THE MAN WHO LIVED AGAIN (1936)
(a.k.a. THE MAN WHO CHANGED HIS MIND)
Article #579 by Dave Sindelar
Viewing date: 10-15-2002
Posting date: 3-10-2003
A scientist discovers a method of switching the minds of animals, and proceeds to try it on human beings.
A glance at the title and a quick perusal of the plot description may lead one to believe that this is one of Karloff’s Columbia mad doctor vehicles; however, this is a British production that predates them by a few years, and it’s superior to those productions. Karloff gives a relaxed but confident performance in the type of role that would soon be all too common for him, and it’s directed with a good pace and a nice visual sense, particularly during a rather nightmarish montage sequence.
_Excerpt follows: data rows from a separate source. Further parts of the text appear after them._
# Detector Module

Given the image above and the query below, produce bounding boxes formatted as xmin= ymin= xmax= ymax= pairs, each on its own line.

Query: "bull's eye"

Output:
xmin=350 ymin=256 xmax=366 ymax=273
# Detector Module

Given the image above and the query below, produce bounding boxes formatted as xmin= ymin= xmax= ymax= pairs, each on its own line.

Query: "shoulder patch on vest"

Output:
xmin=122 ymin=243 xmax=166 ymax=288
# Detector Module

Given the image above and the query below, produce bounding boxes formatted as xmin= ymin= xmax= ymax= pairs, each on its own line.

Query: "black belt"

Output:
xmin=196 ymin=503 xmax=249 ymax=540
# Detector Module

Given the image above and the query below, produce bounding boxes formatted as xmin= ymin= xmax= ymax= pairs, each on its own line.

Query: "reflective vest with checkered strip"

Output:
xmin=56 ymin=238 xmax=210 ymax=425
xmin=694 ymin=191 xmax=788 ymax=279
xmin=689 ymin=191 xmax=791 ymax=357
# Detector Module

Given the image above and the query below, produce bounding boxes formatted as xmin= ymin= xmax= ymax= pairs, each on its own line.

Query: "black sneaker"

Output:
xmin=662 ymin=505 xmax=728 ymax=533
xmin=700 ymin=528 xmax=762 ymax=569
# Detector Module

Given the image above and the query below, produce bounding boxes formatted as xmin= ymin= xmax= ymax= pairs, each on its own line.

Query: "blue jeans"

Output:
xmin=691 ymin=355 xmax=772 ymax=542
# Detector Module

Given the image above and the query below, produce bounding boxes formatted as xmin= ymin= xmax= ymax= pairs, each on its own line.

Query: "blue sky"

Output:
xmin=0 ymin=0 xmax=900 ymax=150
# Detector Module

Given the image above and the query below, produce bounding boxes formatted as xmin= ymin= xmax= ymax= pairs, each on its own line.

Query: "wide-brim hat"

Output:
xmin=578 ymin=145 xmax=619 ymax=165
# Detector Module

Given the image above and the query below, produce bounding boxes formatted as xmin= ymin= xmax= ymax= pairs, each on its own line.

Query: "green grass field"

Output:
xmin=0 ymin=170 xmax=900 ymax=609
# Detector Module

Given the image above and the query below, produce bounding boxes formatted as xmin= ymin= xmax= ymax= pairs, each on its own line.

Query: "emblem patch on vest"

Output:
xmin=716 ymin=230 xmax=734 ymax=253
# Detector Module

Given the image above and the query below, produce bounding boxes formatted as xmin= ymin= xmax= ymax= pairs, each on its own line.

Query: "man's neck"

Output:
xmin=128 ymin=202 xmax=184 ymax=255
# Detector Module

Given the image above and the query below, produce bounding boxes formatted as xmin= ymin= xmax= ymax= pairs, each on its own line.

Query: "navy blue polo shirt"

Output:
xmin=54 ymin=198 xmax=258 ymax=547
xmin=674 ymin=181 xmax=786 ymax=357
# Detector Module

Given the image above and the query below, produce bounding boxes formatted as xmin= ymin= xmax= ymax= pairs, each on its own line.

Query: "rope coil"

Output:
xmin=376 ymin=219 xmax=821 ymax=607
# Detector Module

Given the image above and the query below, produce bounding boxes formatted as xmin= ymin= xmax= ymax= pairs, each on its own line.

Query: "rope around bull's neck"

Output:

However, the movie is stolen by two character roles; Clayton is a cynical sharp-tongued cripple who is all too willing to put his two cents in at every opportunity (he has perhaps the funniest lines of any character this side of Ernest Thesiger’s Dr. Pretorius), and Lord Haslewood is an amusing but homorless newspaper magnate trying to cash in on whatever Karloff’s scientist can give him. They are played by Frank Cellier and Donald Calthrop (not necessarily respectively), and they serve as a great example on how a couple of sharply-written character roles can enhance a movie-watching experience enormously. This may not be one of Karloff’s better-known vehicles, but I think it ranks with some of his best work and is definitely worth catching.